It's been a long time since I posted here!

Imagine I had two shape paths with the same number of points.

Is it possible, using the path property expressions, to create a third shape which is always a halfway morph between shape one and shape two?

I have tried using keyframes and the .path.valueAtTime property, but the in-between path always "catches up" with the second shape, whereas I want it to remain a 50% tween between shape one and shape two, no matter how I alter shape two.

Here's a frame of what I want to acheive:

Shape one is the straight "F". Shape two is the outer shape. Shape three should remain 50% between shape one and shape two even if I alter shape two over time.

I hope this makes sense!
Thank you,

Jason Guest

 Re: Creating a Shape Path Tweenon Mar 12, 2020 at 3:44:11 pm

You can do it with a linear interpolation. you can change linear to ease if you want below, or try to implement penner easing with some more complex functions.

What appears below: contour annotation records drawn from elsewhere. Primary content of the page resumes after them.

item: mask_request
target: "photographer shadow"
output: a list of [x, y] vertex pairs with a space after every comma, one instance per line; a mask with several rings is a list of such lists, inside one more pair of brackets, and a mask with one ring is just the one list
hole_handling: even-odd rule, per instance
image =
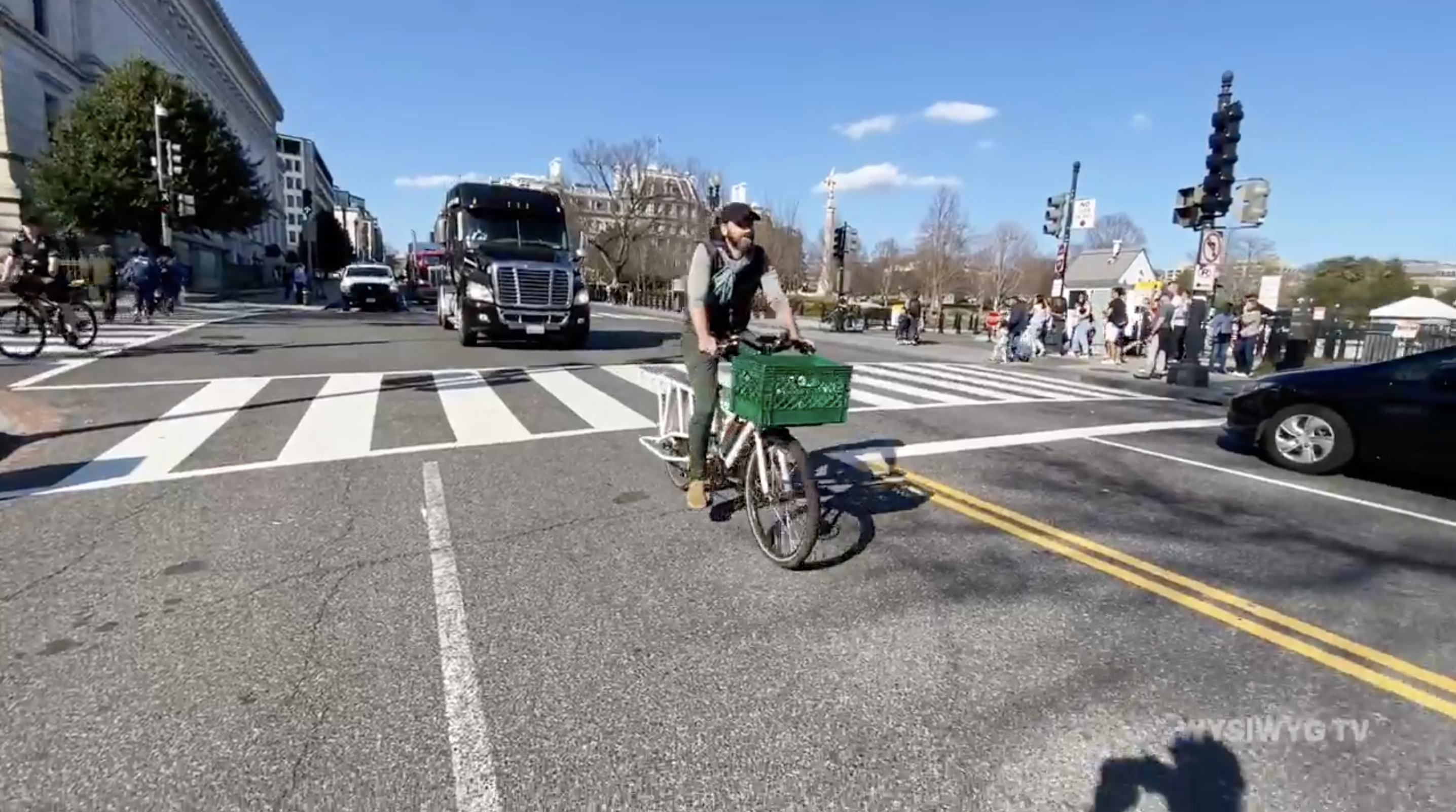
[[1172, 764], [1152, 755], [1104, 761], [1091, 812], [1131, 812], [1143, 793], [1162, 796], [1168, 812], [1243, 809], [1243, 770], [1223, 742], [1178, 736], [1168, 751]]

If you wanted to use keyframes instead of different paths, you would generate two different times (ta, tb) using key(1).time, key(2).time, and then instead generate Pa/Ta/Oa using ta instead of t, and the same thing for B sets.

You miiiight be able to try:

``` P = linear(m,0,1,Pa,Pb); T = linear(m,0,1,Ta,Tb); O = linear(m,0,1,Oa,Ob); ```

but I am unsure if it will work, not at a workstation to test if linear can handle longer arrays.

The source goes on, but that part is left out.